I remember picking up the original versions at the college bookstore sometime back in the late 1980s. I admit the original cover for Storm Lord is frankly terrible, but I do love the Whelan cover for Anackire. I didn’t even realize there was a third book in the series until many years later when I started really diving into Lee’s back catalog.

John R. Fultz

I’ve read MOST of Tanith’s series, but WARS OF VIS is one that I haven’t read yet–a year or two ago I acquired the first two volumes in a collected hardback edition, and I found the third volume with the Sanjulian cover (shown above). They’ve been sitting on my TO-READ shelf just waiting for the perfect moment–along with the Norilana edition of DELIRIUM’S MISTRESS (which is due for my third reading). I have never seen the first two volumes with the Sanjulian covers, but they are gorgeous! Thanks for posting them. I talked to Vera Nazarian yesterday about Tanith’s possible unpublished books, and she told me that DAW had recently re-acquired the rights to Tanith’s books. So my fingers are crossed that they will 1) bring a LOT of her catalog back into print, 2) publish the latest FLAT EARTH story collection–which could collect all her Flat Earth tales written since the last collection in ’87, and 3) there MIGHT be a final Flat Earth novel–EARTH’S MASTER–that Tanith was planning to write. But Vera didn’t know if Tanith finished it before getting ill. Anyway, I’m glad DAW is getting back into the Tanith Lee business. I’ve been a fan of hers for over 20 years and I’m STILL discovering books and stories I haven’t read by her.

Joe H.

John F. — If anyone needs me, I’ll be sitting here REALLY, REALLY, REALLY hoping that what you heard was correct, and that we’ll eventually get US ebooks of her back catalog, and a small, final selection of hitherto unreleased dark gems to console us.
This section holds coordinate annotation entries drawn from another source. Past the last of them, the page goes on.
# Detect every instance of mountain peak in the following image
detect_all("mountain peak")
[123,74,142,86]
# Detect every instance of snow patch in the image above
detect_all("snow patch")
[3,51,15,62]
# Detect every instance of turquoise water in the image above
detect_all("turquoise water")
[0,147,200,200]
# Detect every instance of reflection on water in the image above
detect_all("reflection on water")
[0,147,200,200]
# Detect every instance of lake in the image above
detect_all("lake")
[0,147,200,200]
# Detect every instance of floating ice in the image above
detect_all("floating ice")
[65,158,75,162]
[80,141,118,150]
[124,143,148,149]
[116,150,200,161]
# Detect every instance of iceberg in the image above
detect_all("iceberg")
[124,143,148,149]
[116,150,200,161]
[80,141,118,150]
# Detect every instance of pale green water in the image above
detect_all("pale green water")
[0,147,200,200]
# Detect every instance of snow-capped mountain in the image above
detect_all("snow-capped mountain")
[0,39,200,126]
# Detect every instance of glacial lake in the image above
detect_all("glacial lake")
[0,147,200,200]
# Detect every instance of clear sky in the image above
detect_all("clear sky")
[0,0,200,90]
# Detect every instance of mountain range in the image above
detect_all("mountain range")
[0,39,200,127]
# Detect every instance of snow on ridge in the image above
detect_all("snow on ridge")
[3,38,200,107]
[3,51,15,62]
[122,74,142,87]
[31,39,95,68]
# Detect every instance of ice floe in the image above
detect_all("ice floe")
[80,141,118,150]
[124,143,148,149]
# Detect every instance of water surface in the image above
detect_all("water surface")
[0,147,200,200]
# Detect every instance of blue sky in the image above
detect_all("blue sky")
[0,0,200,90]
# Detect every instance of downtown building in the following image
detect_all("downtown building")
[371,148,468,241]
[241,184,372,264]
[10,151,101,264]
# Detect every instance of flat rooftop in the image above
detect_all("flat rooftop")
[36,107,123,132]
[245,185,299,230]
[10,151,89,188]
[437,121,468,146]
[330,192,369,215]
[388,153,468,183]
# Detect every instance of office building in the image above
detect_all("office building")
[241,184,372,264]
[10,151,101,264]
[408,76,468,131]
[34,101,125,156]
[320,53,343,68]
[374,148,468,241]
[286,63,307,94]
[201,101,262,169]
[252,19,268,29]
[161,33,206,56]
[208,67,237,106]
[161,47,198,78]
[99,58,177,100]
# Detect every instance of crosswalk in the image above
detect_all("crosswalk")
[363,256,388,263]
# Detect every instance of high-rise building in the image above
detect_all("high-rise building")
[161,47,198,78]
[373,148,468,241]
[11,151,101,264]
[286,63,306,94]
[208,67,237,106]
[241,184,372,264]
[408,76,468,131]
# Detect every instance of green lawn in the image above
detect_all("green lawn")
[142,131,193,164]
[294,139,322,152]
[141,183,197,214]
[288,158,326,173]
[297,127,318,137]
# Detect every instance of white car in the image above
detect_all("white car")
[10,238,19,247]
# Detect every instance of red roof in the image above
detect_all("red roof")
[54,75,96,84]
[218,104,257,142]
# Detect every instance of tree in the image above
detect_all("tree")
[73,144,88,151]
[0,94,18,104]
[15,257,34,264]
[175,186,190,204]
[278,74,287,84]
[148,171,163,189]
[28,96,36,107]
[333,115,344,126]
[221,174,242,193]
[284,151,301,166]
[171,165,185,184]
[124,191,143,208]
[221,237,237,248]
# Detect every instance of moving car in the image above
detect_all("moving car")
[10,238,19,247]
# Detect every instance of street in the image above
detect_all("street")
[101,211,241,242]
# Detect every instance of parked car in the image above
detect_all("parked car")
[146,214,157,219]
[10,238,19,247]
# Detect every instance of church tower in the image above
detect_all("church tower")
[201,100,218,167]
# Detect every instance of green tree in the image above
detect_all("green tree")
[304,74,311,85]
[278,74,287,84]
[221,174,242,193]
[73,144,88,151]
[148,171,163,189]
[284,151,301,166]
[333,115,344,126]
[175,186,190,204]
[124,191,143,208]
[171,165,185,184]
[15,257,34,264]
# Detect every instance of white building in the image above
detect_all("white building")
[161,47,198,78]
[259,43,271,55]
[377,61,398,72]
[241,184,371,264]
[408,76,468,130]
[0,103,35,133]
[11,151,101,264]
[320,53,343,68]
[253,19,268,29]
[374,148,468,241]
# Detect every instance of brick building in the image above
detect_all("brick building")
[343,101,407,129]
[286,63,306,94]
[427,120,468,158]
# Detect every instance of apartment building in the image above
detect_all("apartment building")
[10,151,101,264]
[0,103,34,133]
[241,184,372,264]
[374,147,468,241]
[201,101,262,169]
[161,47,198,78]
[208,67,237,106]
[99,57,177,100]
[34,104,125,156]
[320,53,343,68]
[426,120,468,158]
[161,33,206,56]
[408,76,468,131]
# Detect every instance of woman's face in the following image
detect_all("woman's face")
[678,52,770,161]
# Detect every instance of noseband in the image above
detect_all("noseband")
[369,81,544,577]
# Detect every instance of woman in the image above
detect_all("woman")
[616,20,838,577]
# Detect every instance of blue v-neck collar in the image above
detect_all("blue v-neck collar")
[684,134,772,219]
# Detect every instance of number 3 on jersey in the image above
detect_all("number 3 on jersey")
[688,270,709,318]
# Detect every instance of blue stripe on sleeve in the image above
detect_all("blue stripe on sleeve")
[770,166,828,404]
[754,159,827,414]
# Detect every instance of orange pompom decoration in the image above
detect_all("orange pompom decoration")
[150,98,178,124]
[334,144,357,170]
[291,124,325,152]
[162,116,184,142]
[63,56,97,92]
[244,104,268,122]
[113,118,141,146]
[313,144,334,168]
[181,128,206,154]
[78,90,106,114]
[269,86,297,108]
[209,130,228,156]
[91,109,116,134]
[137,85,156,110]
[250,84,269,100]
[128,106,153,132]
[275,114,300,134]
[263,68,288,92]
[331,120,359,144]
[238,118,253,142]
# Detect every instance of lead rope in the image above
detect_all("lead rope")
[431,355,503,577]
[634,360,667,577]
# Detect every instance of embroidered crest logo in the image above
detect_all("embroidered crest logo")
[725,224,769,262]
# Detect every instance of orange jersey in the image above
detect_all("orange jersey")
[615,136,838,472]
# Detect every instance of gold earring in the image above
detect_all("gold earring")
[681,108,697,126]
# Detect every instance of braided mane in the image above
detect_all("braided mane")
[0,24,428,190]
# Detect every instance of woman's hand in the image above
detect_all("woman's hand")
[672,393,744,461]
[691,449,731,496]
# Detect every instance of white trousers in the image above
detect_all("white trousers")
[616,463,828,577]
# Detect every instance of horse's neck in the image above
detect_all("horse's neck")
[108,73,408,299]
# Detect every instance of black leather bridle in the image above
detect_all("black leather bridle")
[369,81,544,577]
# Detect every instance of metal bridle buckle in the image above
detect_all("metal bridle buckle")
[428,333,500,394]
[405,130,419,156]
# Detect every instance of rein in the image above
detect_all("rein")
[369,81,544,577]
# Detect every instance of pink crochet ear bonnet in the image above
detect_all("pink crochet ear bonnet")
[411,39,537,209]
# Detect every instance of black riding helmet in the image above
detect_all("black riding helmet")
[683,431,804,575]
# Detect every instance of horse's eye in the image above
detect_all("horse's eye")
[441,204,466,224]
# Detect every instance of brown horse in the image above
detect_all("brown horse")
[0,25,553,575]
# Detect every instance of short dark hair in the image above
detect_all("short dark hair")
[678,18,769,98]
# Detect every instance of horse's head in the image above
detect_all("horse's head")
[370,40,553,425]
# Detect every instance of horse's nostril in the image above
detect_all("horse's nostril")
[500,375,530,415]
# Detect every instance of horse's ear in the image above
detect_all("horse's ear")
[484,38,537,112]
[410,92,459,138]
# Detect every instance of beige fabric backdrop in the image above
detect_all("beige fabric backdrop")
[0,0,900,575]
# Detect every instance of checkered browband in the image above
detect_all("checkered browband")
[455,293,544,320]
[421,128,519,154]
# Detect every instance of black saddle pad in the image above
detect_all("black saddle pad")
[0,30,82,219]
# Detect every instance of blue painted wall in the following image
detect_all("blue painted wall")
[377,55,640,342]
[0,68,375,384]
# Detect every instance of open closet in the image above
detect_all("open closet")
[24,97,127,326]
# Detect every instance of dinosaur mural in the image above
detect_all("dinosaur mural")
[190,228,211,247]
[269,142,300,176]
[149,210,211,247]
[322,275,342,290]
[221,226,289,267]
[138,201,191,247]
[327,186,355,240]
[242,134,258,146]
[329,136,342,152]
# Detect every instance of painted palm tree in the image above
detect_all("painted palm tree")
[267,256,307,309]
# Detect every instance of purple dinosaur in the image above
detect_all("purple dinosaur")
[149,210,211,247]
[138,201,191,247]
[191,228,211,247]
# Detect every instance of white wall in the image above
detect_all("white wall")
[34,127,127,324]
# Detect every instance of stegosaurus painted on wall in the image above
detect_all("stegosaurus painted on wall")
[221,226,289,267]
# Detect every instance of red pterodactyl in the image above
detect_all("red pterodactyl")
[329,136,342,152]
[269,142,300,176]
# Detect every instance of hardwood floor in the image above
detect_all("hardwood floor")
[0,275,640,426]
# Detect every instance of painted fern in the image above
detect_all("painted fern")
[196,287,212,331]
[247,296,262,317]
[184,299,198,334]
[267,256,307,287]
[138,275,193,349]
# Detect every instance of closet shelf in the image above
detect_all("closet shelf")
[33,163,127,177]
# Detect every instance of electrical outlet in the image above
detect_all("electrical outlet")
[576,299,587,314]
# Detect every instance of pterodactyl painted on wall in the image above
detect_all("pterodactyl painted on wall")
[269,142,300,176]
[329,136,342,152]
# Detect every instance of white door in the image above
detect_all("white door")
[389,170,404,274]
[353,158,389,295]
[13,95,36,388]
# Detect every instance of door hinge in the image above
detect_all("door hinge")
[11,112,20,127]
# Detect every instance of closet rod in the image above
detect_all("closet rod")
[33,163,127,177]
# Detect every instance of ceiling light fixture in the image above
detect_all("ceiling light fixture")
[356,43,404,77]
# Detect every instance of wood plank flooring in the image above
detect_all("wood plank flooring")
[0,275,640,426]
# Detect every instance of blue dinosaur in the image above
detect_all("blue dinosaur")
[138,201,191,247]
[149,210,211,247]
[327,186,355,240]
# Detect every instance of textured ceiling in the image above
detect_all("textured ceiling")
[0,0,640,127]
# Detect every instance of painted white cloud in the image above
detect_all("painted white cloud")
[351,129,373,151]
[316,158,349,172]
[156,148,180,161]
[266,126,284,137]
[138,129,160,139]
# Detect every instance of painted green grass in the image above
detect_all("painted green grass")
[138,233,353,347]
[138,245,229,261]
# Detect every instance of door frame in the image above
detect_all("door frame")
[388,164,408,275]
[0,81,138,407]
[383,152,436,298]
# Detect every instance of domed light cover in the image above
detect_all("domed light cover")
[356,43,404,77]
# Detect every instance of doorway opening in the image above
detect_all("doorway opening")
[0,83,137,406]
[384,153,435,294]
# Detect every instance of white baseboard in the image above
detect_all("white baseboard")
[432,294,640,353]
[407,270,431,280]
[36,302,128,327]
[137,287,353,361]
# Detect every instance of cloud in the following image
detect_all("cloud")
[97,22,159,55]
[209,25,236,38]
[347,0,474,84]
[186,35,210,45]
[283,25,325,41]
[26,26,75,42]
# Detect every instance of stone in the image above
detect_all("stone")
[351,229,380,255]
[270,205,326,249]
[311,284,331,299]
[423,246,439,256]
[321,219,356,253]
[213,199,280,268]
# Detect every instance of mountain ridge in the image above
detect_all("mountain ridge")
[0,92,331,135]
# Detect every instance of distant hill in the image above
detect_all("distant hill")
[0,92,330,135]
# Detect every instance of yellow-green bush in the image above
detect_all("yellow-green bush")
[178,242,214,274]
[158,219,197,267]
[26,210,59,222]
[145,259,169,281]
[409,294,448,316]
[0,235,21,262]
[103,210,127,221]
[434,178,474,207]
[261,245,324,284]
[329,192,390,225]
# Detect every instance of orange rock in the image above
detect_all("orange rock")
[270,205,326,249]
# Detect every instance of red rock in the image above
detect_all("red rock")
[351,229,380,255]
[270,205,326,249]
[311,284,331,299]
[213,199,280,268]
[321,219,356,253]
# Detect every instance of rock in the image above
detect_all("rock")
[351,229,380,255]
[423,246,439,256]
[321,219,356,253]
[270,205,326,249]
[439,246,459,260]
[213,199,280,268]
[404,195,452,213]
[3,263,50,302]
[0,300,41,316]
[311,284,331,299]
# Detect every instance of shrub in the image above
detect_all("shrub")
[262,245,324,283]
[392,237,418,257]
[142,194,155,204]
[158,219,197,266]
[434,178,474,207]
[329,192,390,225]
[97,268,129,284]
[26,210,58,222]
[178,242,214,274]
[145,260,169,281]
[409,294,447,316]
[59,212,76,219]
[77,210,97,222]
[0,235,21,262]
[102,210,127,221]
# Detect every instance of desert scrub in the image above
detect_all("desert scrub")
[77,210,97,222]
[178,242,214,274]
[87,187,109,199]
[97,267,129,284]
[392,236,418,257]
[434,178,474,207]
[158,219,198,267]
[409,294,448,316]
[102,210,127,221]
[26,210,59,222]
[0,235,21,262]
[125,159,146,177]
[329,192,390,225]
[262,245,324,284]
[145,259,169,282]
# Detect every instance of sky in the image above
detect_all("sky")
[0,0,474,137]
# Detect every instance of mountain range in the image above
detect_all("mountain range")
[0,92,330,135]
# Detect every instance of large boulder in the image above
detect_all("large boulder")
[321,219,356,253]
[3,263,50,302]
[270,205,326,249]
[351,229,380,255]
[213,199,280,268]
(And aren’t those Norilana editions gorgeous? I’m sad that we didn’t see additional releases.)

Joe H.

As it happens, these

comment image

are what I was most familiar with Sanjulian from.

John R. Fultz

Yes, the Norilana FLAT EARTH editions are some of the “crown jewels” in my book collection (but I still can’t bear to part with my old sci-fi book club FLAT EARTH collection.

John R. Fultz

(I mean “editions”, not collection)

John R. Fultz

John: Two other Lee standout series are the BOOKS OF PARADYS and the BOOKS OF VENUS. However, the one that I wish would get more attention is the LIONWOLF trilogy–her LAST series (2005-2008). It really flew under the radar for some reason, but it’s epic, magical, and fantastic in every way. (As you know, I did a writeup about it back in 2010 right here at BG.) Time for a well-packaged reprinting of Tanith’s final Great Work.

Joe H.

I still have the two SFBC Flat Earth books on my shelf — they were part of my initial order when I joined back in 1989/1990. Together with, I think, the Fafhrd omnibi and maybe Tad Williams’ Memory, Sorrow & Thorn?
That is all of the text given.